Wat willen wij bereiken?
De financiering van de provincie Noord-Holland vindt plaats conform de voorwaarden genoemd in de Wet financiering decentrale overheden. Het belangrijkste uitgangspunt van deze wet is het beheersen van de uit de Treasuryfunctie voortvloeiende risico’s. De Treasuryfunctie omvat alle activiteiten gericht op het sturen en beheersen van, het verantwoorden over en het toezicht houden op de financiële vermogenswaarden, de financiële stromen en de hieraan verbonden risico’s.
Het treasurybeleid beslaat de doelstellingen, de richtlijnen en de limieten, die voor het uitvoeren van de Treasuryfunctie zijn vastgesteld. De wettelijke- en provinciekaders zijn vastgelegd in:
- Wet financiering decentrale overheden (Wet FIDO);
- Besluit leningvoorwaarden decentrale overheden;
- Ministeriële regeling uitzettingen en derivaten decentrale overheden;
- Besluit Begroting en Verantwoording Provincies en Gemeenten (BBV);
- Financiële verordening Noord-Holland 2011; gewijzigd december 2013;
- Financieringsstatuut Provincie Noord-Holland 2010; gewijzigd maart 2014.
- Uitvoeringsrichtlijn Leningen en Garantstellingen; oktober 2015
In deze wettelijke kaders staan onder andere richtlijnen over het aangaan en verstrekken van leningen, evenals het verlenen van garanties uit hoofde van de publieke taak.

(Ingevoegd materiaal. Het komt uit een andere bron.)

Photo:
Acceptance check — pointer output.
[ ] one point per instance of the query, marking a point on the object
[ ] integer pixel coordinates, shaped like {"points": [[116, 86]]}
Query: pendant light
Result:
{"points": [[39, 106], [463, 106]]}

Uitzettingen of derivaten moeten een prudent karakter hebben en niet zijn gericht op het genereren van inkomen door het lopen van overmatig risico. In de ministeriële regeling is geëxpliciteerd wat minimaal onder prudente uitzettingen en een prudent gebruik van derivaten moet worden verstaan. De voorschriften richten zich op de tegenpartij (debiteurenrisico) en op het type instrument (marktrisico).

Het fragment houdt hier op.